The Mikado

4
Reviewer's Rating

Jonathan Miller’s hilarious production of The Mikado is certainly one worth seeing. This iconic production returns to the ENO’s Coliseum to celebrate its 200 performances on stage, almost 30 years after its opening in 1986.

The Mikado is a brilliant comic opera with music by Arthur Sullivan and libretto by W. S. Gilbert. Using the distance that the setting of Japan provides, the creators offer an amazing satire of the English society and political absurdity of the monarchy. Gilbert implicitly, and yet very successfully, criticizes with Ko-Ko’s character the absence of true justice in a monarchy. Richard Suart is excellent in envisioning the injustice of a political system which allows its leaders to come up with groundless new laws, ordering for instance that Yum Yum is to be buried alive after her husband has been beheaded, simply because this is what Ko-Ko desires to do.

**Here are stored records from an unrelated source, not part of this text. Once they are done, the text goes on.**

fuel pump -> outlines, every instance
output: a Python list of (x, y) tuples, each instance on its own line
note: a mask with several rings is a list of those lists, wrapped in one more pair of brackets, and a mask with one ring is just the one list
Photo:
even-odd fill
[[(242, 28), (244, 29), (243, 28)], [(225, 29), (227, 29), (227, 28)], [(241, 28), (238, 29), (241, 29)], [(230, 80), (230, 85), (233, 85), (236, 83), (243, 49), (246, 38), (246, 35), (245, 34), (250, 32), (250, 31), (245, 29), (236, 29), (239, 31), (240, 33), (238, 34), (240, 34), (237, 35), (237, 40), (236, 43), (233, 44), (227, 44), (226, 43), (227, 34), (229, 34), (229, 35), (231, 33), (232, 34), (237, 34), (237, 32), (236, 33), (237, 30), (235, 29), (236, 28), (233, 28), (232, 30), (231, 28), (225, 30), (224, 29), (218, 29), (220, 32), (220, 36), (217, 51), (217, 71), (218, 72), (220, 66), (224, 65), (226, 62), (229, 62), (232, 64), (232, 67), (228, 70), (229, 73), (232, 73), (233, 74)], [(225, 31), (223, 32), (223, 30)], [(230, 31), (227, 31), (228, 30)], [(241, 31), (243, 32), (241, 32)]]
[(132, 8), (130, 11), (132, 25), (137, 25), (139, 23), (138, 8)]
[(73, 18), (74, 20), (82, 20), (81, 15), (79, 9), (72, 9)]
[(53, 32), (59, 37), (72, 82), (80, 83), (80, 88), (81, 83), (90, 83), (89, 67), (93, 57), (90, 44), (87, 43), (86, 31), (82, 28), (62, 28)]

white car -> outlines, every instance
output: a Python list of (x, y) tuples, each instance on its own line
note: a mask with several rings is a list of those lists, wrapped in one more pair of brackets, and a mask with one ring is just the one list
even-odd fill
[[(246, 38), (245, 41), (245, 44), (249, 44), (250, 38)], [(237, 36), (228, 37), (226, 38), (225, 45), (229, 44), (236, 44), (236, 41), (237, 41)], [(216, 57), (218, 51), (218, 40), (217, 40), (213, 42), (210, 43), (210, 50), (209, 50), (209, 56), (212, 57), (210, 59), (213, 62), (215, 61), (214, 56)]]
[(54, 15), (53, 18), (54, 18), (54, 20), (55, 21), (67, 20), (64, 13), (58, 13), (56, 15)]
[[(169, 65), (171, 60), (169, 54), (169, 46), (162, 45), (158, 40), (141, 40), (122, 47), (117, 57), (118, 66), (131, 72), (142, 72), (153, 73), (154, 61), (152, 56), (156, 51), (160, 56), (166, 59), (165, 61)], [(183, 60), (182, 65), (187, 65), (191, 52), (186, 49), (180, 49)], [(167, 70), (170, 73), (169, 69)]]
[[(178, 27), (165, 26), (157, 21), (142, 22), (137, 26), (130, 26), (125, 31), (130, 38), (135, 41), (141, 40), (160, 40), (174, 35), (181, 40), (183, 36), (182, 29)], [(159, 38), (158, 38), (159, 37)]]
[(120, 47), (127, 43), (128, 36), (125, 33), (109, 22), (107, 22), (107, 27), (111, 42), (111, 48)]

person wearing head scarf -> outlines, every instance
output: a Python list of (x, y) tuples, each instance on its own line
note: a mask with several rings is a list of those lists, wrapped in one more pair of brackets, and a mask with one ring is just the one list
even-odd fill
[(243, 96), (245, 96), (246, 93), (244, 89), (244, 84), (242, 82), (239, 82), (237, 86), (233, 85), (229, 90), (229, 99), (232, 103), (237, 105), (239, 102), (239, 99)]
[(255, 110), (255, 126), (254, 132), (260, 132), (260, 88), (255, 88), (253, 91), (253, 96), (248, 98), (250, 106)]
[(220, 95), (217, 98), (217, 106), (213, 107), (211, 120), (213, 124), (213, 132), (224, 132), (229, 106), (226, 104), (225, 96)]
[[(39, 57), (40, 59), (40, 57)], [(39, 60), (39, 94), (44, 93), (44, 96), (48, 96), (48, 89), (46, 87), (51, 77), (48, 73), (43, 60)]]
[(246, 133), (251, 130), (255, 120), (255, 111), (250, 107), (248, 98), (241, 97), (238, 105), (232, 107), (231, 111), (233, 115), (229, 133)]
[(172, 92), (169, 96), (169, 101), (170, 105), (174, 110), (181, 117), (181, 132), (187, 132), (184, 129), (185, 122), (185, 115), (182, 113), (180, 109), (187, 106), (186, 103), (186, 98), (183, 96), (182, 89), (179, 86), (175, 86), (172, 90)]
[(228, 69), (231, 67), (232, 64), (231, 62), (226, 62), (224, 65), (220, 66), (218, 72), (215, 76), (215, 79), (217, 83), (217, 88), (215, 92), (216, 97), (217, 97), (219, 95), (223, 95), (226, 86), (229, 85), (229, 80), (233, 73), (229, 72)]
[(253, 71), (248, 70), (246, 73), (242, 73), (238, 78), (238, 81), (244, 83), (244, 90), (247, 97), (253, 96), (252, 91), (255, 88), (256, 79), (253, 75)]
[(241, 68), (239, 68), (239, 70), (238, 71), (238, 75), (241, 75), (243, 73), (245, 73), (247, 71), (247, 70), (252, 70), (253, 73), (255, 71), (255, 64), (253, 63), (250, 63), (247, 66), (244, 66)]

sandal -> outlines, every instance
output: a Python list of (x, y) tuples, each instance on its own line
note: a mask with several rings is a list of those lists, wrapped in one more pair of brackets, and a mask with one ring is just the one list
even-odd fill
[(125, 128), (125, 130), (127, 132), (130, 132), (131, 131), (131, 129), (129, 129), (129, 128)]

Set designer Stefanos Lazaridis and costume designer Sue Blane have managed to create a very interesting world on stage, where the white colour prevails in both set and costumes. The design brilliantly highlights the absurdity of these characters, who in combination with the very stylized choreography, are often seen as caricatures. Lazaridis has managed to create a fantastic set, by employing many straight lines and intensifying thus the strictness of this society. While the production’s design carries a Japanese air of art and fabrics, there is no attempt to make this depiction 100% accurate. The production reflects beautifully the humour and the vision of Gillbert’s and Sullivan’s Japan, seen through their distorted lenses. In this society were flirting is considered to be a crime and where the offenders are punished with decapitation, The Mikado achieves to raise through comedy an important variety of profound themes, such as love, death, justice, happiness, as well as the nature of beauty.

The excellent cast portrays with great mastery the absurdity of their roles. We ought to mention the very good choreography by Anthony van Laast, whose cartoon-like sequences heighten the satire of the production. Highlight of the first act is certainly the ensemble of the beheaded men – where with the beheaded costumes and the stylized choreography we are given one of the best moments of satire in the play.

The brilliant cast is led by a very talented conductor. Indeed, what truly makes this production even better is the clarity of the sound, which allows the audience to appreciate Sullivan’s music. When realizing that the conductor, Fergus Macleod, is only 28 years old – which makes him the youngest conductor to lead the company – one cannot help to be astonished by the precision with which the he executes his task.

Director Jonathan Miller has realized a very impressive production. It is definitely a good treat, and a production that will provoke much thought, but also much laughter!